Advances in programmable DNA nanostructures enabling stimuli-responsive drug delivery and multimodal biosensing

Abstract

Recent advancements in DNA nanotechnology have unlocked unprecedented opportunities to address critical challenges in precision medicine, particularly in targeted drug delivery and biomedical imaging. Conventional nanocarriers often suffer from poor spatiotemporal control, suboptimal tumor accumulation, and non-specific biodistribution. To overcome these limitations, DNA-engineered nanostructures—including tile-based assemblies, origami frameworks, spherical nucleic acids, and stimuli-responsive hydrogels—have emerged as programmable platforms capable of dynamically responding to tumor microenvironmental cues (e.g., pH, enzymatic activity, redox gradients) for triggered drug release. In this review, we comprehensively analyze these architectures with emphasis on their modular design strategies, in vivo stability improvements via polyethylene glycol (PEG) functionalization, and multi-ligand targeting capabilities against cancer-specific biomarkers.
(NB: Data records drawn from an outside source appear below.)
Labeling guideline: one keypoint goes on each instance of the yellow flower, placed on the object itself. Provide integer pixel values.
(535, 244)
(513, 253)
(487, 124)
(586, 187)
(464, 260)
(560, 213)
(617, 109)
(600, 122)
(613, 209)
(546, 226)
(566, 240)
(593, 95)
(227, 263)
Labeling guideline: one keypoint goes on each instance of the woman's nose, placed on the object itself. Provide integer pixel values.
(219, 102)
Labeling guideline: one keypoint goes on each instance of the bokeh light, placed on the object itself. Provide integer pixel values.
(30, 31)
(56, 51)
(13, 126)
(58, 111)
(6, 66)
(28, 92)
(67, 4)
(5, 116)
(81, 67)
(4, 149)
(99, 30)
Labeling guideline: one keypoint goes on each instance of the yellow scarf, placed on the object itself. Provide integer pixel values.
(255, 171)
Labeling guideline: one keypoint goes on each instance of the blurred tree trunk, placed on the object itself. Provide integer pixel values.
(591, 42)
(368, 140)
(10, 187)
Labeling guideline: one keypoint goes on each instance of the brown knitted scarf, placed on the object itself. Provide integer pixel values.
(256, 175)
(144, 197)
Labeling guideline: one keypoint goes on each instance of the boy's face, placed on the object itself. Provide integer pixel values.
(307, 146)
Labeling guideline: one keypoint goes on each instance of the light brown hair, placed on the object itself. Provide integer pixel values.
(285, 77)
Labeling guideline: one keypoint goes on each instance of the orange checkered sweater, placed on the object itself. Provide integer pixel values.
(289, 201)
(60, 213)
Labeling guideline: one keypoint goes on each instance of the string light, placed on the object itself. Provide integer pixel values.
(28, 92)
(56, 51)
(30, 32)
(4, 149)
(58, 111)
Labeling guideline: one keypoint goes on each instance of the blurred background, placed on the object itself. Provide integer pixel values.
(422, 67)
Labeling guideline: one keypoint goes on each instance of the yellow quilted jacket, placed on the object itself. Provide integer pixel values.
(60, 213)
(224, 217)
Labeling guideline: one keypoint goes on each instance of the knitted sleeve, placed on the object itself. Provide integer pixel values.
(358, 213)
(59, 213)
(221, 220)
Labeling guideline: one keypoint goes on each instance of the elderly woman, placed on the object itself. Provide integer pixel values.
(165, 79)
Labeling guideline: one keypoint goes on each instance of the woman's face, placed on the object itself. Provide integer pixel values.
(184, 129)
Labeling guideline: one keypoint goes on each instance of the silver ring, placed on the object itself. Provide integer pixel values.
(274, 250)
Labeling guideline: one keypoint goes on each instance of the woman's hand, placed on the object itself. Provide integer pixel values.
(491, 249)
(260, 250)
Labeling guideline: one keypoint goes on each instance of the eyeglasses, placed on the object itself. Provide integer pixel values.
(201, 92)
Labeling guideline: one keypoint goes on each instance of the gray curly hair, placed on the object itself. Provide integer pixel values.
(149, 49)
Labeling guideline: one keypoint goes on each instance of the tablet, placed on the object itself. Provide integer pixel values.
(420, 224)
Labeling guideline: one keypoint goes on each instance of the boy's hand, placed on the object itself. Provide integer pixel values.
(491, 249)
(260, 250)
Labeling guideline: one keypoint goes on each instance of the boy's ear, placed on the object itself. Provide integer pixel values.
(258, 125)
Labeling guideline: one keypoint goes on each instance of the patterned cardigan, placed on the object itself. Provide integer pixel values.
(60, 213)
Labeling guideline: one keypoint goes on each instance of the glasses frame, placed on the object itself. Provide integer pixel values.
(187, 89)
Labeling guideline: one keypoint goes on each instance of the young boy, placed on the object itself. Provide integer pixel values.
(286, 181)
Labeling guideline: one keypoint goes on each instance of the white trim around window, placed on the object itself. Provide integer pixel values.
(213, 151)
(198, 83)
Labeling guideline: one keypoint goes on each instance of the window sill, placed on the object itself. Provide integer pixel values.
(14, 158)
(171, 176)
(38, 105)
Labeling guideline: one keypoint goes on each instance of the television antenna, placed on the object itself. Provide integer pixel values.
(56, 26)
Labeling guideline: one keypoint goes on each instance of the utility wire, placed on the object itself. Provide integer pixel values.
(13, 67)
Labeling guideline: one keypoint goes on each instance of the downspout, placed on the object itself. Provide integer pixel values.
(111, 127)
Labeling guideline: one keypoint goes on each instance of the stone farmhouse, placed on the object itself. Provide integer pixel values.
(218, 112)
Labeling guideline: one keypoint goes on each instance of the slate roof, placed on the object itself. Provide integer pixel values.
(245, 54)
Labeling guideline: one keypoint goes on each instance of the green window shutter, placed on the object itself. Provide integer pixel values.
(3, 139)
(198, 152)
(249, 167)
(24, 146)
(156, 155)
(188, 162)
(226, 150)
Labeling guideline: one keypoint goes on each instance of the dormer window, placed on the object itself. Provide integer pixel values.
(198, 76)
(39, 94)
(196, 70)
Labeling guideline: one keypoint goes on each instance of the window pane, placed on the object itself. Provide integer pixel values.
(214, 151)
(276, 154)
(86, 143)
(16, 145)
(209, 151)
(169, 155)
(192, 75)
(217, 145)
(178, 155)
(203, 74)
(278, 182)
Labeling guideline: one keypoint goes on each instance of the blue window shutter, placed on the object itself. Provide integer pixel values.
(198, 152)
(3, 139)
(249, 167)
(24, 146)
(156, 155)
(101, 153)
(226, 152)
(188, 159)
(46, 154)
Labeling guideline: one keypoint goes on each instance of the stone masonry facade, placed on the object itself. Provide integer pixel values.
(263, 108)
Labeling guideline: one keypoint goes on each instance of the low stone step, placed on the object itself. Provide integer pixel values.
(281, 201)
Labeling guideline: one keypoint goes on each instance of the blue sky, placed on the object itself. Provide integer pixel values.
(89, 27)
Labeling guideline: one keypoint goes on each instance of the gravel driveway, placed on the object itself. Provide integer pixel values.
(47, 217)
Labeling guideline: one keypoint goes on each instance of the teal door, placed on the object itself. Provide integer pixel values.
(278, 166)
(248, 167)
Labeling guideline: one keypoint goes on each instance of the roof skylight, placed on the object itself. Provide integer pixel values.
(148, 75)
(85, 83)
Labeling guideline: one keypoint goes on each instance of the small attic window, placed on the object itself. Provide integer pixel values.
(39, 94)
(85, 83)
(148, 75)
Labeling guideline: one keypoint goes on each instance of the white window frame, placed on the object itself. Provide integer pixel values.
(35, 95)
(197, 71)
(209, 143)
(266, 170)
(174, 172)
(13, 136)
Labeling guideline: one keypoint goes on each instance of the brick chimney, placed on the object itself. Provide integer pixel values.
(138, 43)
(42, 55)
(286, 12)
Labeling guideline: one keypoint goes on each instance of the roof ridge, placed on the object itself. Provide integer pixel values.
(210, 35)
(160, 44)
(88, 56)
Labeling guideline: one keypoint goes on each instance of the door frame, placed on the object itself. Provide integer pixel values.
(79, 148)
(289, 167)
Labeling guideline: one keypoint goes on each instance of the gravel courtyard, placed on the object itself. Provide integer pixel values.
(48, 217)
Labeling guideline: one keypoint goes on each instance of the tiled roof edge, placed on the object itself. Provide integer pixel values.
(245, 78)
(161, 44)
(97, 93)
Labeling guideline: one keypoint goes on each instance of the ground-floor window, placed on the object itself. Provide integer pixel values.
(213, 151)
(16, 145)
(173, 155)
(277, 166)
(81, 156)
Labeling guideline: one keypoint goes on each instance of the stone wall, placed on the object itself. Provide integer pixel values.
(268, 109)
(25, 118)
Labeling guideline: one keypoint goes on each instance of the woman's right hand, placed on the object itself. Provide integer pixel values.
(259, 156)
In addition to therapeutic uses, these nanostructures also enable highly sensitive detection of circulating tumor DNA and exosomes using fluorescence resonance energy transfer (FRET) probes, electrochemiluminescence amplification circuits, SERS substrates, and cell variable region sensing technology. They also allow for real-time monitoring of dynamic intercellular interactions, overcoming the constraints of traditional sensing methods. This review systematically elaborates on the structural characteristics of DNA assemblies and summarizes the innovative applications of these nanostructures in multimodal detection, offering a more comprehensive perspective for early cancer diagnosis and precision treatment. Despite promising preclinical results, key translational challenges persist, including scalable manufacturing bottlenecks, immune compatibility optimization, and rigorous assessment of long-term nanotoxicity. Future integration with artificial intelligence-driven design tools may catalyze the development of next-generation theranostic nanodevices, ultimately bridging the gap between synthetic biology and clinical oncology.